Tattendorf


Gemeinde Tattendorf

Ortsgeschichte

Das östlich von Bad Vöslau an der Triesting gelegene Tattendorf wurde zur Stärkung der Grenzen gegen die Magyaren vermutlich um die Mitte des 11. Jahrhunderts von den Babenbergern gegründet und gezielt mit Kolonisten besiedelt. Der Ort wird urkundlich erstmals im Klosterneuburger Traditionskodex erwähnt, als 1114 ein Erchenbert von Gars eine Schenkung tätigte, die Adaloldus de Tatindorf als Zeuge unterzeichnete. Man vermutet, dass letzterer in Verbindung mit den Kuenringern stand. Vermutlich schon früh errichtete die Mutterpfarre Traiskirchen hier in Tattendorf eine Kirche. Diese wurde nach 1312 oder bereits zuvor dem Stift Melk inkorporiert. Grundherr war ab der Mitte des 12. Jahrhunderts das Stift Klosterneuburg und blieb dies bis 1848. Rund einhundert Jahre später (1258) finden sich mit dem perchrecht (= Weingartenordnung) erste Hinweise auf den für die Region so wichtigen Weinbau. Mitte des 15. Jahrhunderts gehörten zumindest Teile von Tattendorf noch zur Herrschaft Traiskirchen, wie der Text des aus dieser Zeit stammenden Banntaidings belegt. Zu dieser Zeit war die Kirche wieder eine Filiale von Traiskirchen.

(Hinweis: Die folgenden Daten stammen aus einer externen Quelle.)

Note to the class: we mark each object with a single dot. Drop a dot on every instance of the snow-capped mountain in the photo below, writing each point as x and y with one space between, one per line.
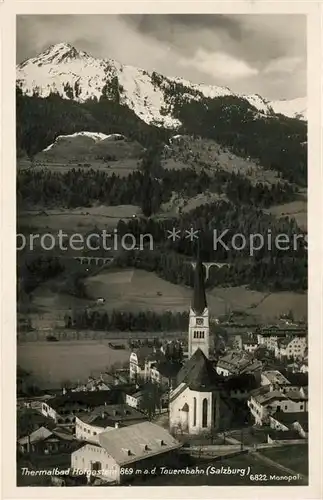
294 108
76 75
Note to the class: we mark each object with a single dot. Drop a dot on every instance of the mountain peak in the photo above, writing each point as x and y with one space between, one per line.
56 54
74 74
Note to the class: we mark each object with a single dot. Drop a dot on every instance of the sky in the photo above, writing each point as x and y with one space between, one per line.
251 54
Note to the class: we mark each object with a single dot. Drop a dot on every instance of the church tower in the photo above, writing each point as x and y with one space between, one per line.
198 332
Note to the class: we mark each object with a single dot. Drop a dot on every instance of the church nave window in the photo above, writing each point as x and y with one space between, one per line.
194 412
204 412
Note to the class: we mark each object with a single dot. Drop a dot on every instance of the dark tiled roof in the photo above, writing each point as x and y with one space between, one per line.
289 418
168 369
143 353
245 381
199 297
91 398
108 415
282 435
199 373
297 379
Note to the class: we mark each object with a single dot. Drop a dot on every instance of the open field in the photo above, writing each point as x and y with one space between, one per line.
294 210
294 457
78 219
201 153
137 290
120 167
54 362
171 207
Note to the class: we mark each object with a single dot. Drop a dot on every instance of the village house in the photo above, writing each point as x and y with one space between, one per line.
104 382
89 425
237 363
250 343
46 441
141 361
265 401
64 408
137 447
297 421
134 399
290 343
239 387
274 379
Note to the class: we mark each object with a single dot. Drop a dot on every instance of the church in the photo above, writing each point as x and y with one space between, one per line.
197 403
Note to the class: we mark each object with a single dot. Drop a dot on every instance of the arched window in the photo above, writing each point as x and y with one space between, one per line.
204 413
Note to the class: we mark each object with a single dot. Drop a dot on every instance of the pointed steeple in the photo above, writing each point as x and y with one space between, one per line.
199 297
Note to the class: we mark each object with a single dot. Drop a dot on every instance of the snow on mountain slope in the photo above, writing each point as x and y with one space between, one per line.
76 75
95 136
294 108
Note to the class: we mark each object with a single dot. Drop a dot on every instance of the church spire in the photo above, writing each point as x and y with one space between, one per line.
199 297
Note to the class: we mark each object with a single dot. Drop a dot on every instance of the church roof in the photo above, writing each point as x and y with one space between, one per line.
198 373
199 297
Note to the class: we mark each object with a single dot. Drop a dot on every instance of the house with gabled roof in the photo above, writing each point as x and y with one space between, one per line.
121 452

Die im Nordwesten des Ortes auf freiem Feld gelegene Kirche Maria Ellend wurde beim ersten Einfall der Osmanen 1529 zerstört. Es dauerte an die vierzig Jahre, bis Kirche und Pfarrhof wieder aufgebaut wurden. Da Tattendorf lange Zeit ohne seelsorgerische Betreuung war, entsandte das Stift Klosterneuburg zwei Kapläne in den Ort. Es entbrannte daraufhin ein Streit um die Patronatsrechte zwischen den Stiften Melk und Klosterneuburg. Am 19. Jänner 1585 wurde dieser beigelegt: Das Stift Klosterneuburg erhielt gegen Zahlung einer Abfindungssumme die Vogtei und Lehenschaft der Pfarre Tattendorf. Das Stift Klosterneuburg besaß nun neben der Grundherrschaft und den Rechten der Ortsobrigkeit auch alle kirchlichen Rechte.    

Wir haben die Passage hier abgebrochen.